What: Ghosts of Christmas Past walking tour
Where: Start at the Visitor Centre at 812 Wharf St.
When: 7:30 p.m. Friday, Dec. 22, through Dec. 31
Tickets: $13/15
For more information, visit: discoverthepast.com

It was Christmas Eve of 1890 when a young man was shot dead in front of St. Andrew’s Cathedral on Blanshard Street in a case of mistaken identity.

His spirit has, reportedly, haunted the city ever since.

“Just as the clock was striking midnight, ushering in the joyous Christmas day, a crime as dark, cowardly and mysterious as ever disfigured the history of this province was perpetuated,” said the front page story in the Daily Colonist on Dec. 25, 1890.

It’s one of the Christmas-related murder stories that local historian John Adams and his team will tell on the Ghosts of Christmas Past tour around downtown. The walk includes stops for a dozen stories, including at the Empress Hotel, Rogers’ Chocolates and Bastion Square.

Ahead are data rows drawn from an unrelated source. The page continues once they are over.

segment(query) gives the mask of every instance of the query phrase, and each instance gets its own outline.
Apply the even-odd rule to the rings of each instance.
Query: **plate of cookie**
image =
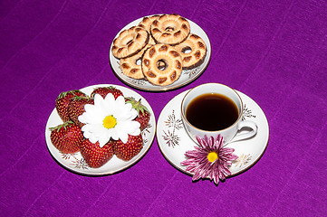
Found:
[[[176,14],[153,14],[122,28],[109,55],[114,73],[126,84],[165,91],[202,74],[210,61],[211,44],[196,23]]]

David Fee, a 21-year-old son of a grocer, was in town to visit his parents, Adams said. He’d been at a masquerade party and was dressed in a white clown costume a friend gave him. Fee decided to pop over to the church, which was under construction, for midnight mass with his parents.

At the same time, a watchman at the cathedral was downing whiskey and plotting his revenge on a labourer who had told him to take down his Irish Independence flag. He knew the man wore a white overcoat and he waited for him at the corner of View and Blanshard streets.

Fee and a friend were walking toward the church when Clarence Phelan yelled from the corner: “You challenged me.” They turned and “at that instant, the man raised a double barreled gun … and fired. The muzzle must have been within four feet of Fee’s breast … the young man fell, his blood gushing over the sidewalk,” the Daily Colonist story said.

Adams said there have been sightings of Fee’s ghost outside the church and at Ross Bay Cemetery, where he’s buried, ever since.

“They describe a feeling of apprehension in that area, across from Hermann’s Jazz Club. Some saw a figure with a red blotch, which makes sense,” said Adams, who collects sighting from a variety of sources. He said there were similar descriptions from Ross Bay, “and together everything pointed to David Fee.”

Adams said ghost sightings are often more than seeing a figure.

“I tend to hear or feel things, but don’t see full figures,” said Adams, who operates the tours with his son and others.

He said the Christmas ghost tours are popular, especially with families, which makes sense — one of the most famous Christmas tales is a ghost story, after all.

In Charles Dickens’ A Christmas Carol, the spirit of giving is discovered through ghosts from the past, present and future.